The Immortalization Commission: Science and the Strange Quest to Cheat Death

The Immortalization Commission: Science and the Strange Quest to Cheat Death

John Gray

A Globe and Mail most sensible Books of the 12 months 2011 Title

At the guts of human adventure lies an obsession with the character of loss of life. faith, for many of heritage, has supplied an evidence for human existence and a imaginative and prescient of what comes after it. yet within the overdue 19th and early 20th centuries, such ideals got here below relentless strain as new ideas―from psychiatry to evolution to communism―seemed to signify that our destiny used to be now in our personal arms: people may well stop to be animals, defeat dying, and turn into immortal.

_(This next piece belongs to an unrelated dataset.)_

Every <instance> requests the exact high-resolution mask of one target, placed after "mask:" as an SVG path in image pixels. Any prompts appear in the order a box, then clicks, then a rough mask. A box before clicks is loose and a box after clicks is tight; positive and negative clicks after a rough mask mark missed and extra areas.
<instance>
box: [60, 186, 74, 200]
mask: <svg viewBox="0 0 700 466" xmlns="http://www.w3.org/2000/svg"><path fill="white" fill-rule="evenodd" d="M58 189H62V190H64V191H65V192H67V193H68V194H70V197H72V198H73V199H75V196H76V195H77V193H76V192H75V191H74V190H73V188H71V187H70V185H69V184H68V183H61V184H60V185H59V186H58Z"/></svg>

In The Immortalization Commission, the acclaimed political thinker and critic John grey takes an excellent and scary examine humankind's risky striving towards a systematic model of immortality. Probing the parallel faiths of Bolshevik "God-builders," who sought to reshape the planet and psychical researchers, who believed they'd proof of a nonreligious type of lifestyles after loss of life, grey increases interesting questions about how such ideals threaten the very nature of what it potential to be human. He appears to philosophers, newshounds, politicians, charlatans, and mass murderers who all felt pushed through a in particular medical and smooth worldview and whose insurrection opposed to demise led to a sequence of experiments that ravaged entire nations.

An pressing exam of Darwin's post-religious legacy, The Immortalization fee is an enormous paintings from "one of Britain's top public intellectuals" (The Wall road Journal).